Pedro Conesa perdió su casa hace un año. Nunca pensó que un terremoto podría arrasar su vivienda pero así fue. A las 18:47 del 11 de mayo de 2011 la tierra de Lorca (Murcia), donde vive, tembló. Lo que quedó del inmueble tuvo que ser demolido y ahora solo queda un solar vacío donde él levantó toda su vida.Dos terremotos consecutivos se llevaron por delante viviendas, comercios y edificios históricos pero también ilusiones, esperanzas y proyectos de futuro y, lo más importante, segó la vida de nueve personas e hirió a más de 300.
En ese momento Pedro pensó que ya nada peor le podía pasar. Un año después, sigue sin casa pero además no ha recibido ninguna ayuda pública. Vive de alquiler con su mujer y sus dos hijos, todos en el paro. Él recibe la ayuda para desempleados sin prestación de 426 euros y paga un alquiler de 550 euros.
"La situación es dramática. Tengo concedida una ayuda para el pago del alquiler durante 24 meses y aún no he visto un euro", asegura a RTVE.es. Recibió de su seguro privado 80.000 euros que no puede tocar porque su destino es la reconstrucción de la vivienda cuando los vecinos de su inmueble tengan la licencia de obra.
Le ayudan sus padres.
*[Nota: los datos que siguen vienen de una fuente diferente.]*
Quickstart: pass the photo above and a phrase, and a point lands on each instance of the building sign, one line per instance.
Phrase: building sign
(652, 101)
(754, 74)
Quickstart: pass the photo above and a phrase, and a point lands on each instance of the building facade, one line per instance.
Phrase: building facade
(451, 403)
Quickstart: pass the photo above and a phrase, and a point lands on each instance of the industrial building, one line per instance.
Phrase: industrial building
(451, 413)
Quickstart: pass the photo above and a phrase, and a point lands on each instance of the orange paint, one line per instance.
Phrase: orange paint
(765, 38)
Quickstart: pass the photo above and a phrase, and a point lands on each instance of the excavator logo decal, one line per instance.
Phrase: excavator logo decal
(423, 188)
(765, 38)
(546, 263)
Sus hermanos no han tenido mejor suerte que él: perdieron la vivienda en el terremoto y además pagan una hipoteca de una casa que ya no existe.
Los trágicos números de la catástrofe
Un total de 8.000 damnificados, 1.200 viviendas derruidas, 500 comercios cerrados y más de 1.000 millones de euros de pérdidas ponen de manifiesto la magnitud de un terremoto que ha marcado un antes y un después en la vida de los lorquinos, que aún tratan de recuperarse de la tragedia y volver a la normalidad. Esqueletos de edificios y solares vacíos copan el paisaje de la ciudad, que no alcanza los 100.000 habitantes.
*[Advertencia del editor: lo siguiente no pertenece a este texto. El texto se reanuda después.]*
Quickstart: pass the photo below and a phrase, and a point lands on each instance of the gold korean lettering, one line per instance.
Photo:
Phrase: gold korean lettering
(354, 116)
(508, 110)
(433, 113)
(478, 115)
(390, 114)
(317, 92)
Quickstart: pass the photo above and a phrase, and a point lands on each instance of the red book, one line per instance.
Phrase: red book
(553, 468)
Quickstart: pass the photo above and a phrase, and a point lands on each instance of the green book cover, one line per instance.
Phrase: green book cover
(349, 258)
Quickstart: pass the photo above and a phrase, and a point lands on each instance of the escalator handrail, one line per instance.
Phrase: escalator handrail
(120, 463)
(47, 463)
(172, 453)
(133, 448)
Un año después, los efectos del terremoto se dejan aún notar, y mucho. Más de 7.000 personas no han podido volver a su hogar. En el mejor de los casos esperan que sean rehabilitadas tras los destrozos; en el peor, ya no hay vivienda y los edificios deben ser reconstruidos por completo. Mientras, viven de alquiler o en casas de familiares.
Dos institutos y un centro de salud están en desuso por los desperfectos y más de cien comercios no han podido abrir todavía. Existen además 150 inmuebles en estado de indefinición y los técnicos aún no han determinado si se tienen que demoler.
Es el caso de Sebastián Andreu. Su casa sufrió graves desperfectos. Es un código rojo que significa que no puede vivir en ella. Lo peor es que ni siquiera sabe aún si su inmueble se va a derruir y cuándo. Vivió unos meses de alquiler y finalmente se ha mudado con su mujer a casa de una hija.
Como la mayoría de casos recibió la indemnización por parte del seguro privado pero ni rastro de las ayudas públicas, cifradas en 230 millones de euros.
"Mi ayuda está concedida pero en mi cuenta no han ingresado nada. Muchas promesas pero a la hora de la verdad, nada", denuncia.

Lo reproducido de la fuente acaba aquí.